The sources of pollution of oysters are not the fattening beds alone. The native beds also may afford opportunity for contamination. Thirdly, in packing and transit, and fourthly, in storage in shops and warehouses, there is frequently abundant facility for putrefactive bacteria to gain entrance to the shells of oysters.

Dr. Klein's researches[73] into this question have been wholly confirmatory of the facts elicited by Dr. Cartwright Wood. Despite the tendency of the bacilli of cholera and typhoid to die out quickly in crude sewage, the sewage is sufficiently altered or diluted at the outfall for these organisms to exist there in a virulent state. We may give Dr. Klein's conclusions:

1. That the cholera and typhoid bacilli are difficult of demonstration in sewage known to have received them.

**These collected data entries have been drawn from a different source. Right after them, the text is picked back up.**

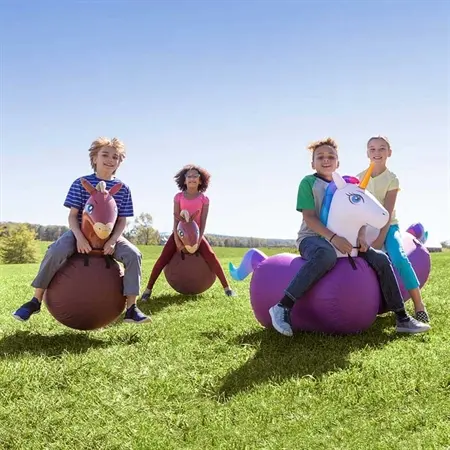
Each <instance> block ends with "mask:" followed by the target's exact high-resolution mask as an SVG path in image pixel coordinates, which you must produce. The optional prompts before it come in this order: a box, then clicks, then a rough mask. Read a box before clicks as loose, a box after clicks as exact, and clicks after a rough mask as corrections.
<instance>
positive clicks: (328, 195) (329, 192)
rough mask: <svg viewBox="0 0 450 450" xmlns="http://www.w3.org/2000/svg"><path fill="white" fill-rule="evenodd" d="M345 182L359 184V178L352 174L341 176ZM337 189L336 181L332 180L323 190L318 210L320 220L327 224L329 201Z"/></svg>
mask: <svg viewBox="0 0 450 450" xmlns="http://www.w3.org/2000/svg"><path fill="white" fill-rule="evenodd" d="M342 178H343V179H344V180H345V182H346V183H349V184H359V179H358V178H356V177H352V176H348V175H344V176H343V177H342ZM336 190H337V186H336V183H335V182H334V181H332V182H331V183H330V184H329V185H328V187H327V189H326V191H325V196H324V199H323V203H322V208H321V210H320V221H321V222H322V223H323V224H324V225H325V226H327V223H328V215H329V213H330V207H331V202H332V201H333V195H334V193H335V192H336Z"/></svg>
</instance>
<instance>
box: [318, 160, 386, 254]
mask: <svg viewBox="0 0 450 450" xmlns="http://www.w3.org/2000/svg"><path fill="white" fill-rule="evenodd" d="M371 172H372V166H371V167H370V168H369V170H368V171H367V173H366V176H365V177H364V180H362V181H361V183H359V185H358V184H356V183H352V182H349V183H347V182H346V180H345V179H344V178H342V177H341V176H340V175H339V174H338V173H336V172H334V173H333V181H334V183H335V186H336V189H335V190H334V192H333V189H331V190H330V191H329V192H328V193H327V194H326V198H325V199H324V205H323V209H322V213H321V219H322V221H323V222H324V224H325V225H326V227H327V228H328V229H329V230H331V231H332V232H333V233H336V234H337V235H339V236H342V237H345V238H346V239H347V240H348V241H349V242H350V243H351V244H352V245H353V247H356V246H357V238H358V232H359V230H360V229H361V227H362V226H364V225H370V226H372V227H374V228H376V229H381V228H383V227H384V225H386V223H387V222H388V220H389V213H388V211H387V210H386V209H385V208H384V207H383V205H381V203H380V202H379V201H378V200H377V199H376V198H375V197H374V196H373V195H372V194H371V193H370V192H367V191H366V190H365V188H366V186H367V183H368V182H369V177H370V174H371ZM327 197H328V198H327ZM336 253H337V256H338V257H343V256H346V255H344V254H343V253H341V252H340V251H339V250H337V249H336ZM357 254H358V249H357V248H354V249H353V250H352V253H351V256H357Z"/></svg>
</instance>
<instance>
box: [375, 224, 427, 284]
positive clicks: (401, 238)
mask: <svg viewBox="0 0 450 450" xmlns="http://www.w3.org/2000/svg"><path fill="white" fill-rule="evenodd" d="M384 246H385V248H386V252H387V254H388V255H389V258H390V259H391V261H392V265H393V266H394V267H395V268H396V269H397V270H398V274H399V275H400V277H401V279H402V280H403V283H404V285H405V288H406V289H407V290H408V291H409V290H411V289H415V288H418V287H419V286H420V283H419V280H418V279H417V275H416V272H415V271H414V269H413V267H412V265H411V263H410V261H409V259H408V257H407V256H406V253H405V251H404V250H403V243H402V236H401V233H400V229H399V227H398V225H397V224H394V225H391V226H390V227H389V230H388V232H387V234H386V239H385V241H384Z"/></svg>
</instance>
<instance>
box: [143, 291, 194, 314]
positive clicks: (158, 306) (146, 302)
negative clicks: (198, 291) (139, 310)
mask: <svg viewBox="0 0 450 450" xmlns="http://www.w3.org/2000/svg"><path fill="white" fill-rule="evenodd" d="M198 298H200V295H182V294H164V295H160V296H157V297H156V296H155V297H151V298H150V300H148V301H146V302H142V301H140V300H138V307H139V309H140V310H141V311H142V312H143V313H145V314H157V313H159V312H160V311H162V310H163V309H165V308H168V307H169V306H173V305H183V304H184V303H188V302H193V301H196V300H197V299H198Z"/></svg>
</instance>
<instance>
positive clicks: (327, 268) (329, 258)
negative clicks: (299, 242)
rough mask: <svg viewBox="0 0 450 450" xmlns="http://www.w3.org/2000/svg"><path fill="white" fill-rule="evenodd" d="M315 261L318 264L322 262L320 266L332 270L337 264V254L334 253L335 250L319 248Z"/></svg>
mask: <svg viewBox="0 0 450 450" xmlns="http://www.w3.org/2000/svg"><path fill="white" fill-rule="evenodd" d="M314 259H315V260H316V261H318V262H320V264H321V265H322V266H323V267H324V268H326V269H328V270H330V269H332V268H333V267H334V266H335V265H336V262H337V254H336V252H335V251H334V249H333V248H323V247H321V248H319V249H317V251H316V253H315V255H314Z"/></svg>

2. Both organisms may persist in sea-water tanks for two or three weeks, the typhoid bacillus retaining its characteristics unimpaired, the cholera bacillus tending to lose them.

3. Oysters from sources free of sewage contained no bacteria of sewage.

4. Oysters from sources exposed to risk of sewage contamination did contain colon bacilli and other sewage bacteria.

5. In one case Eberth's typhoid bacillus was found in the mingled body and liquor of the oyster.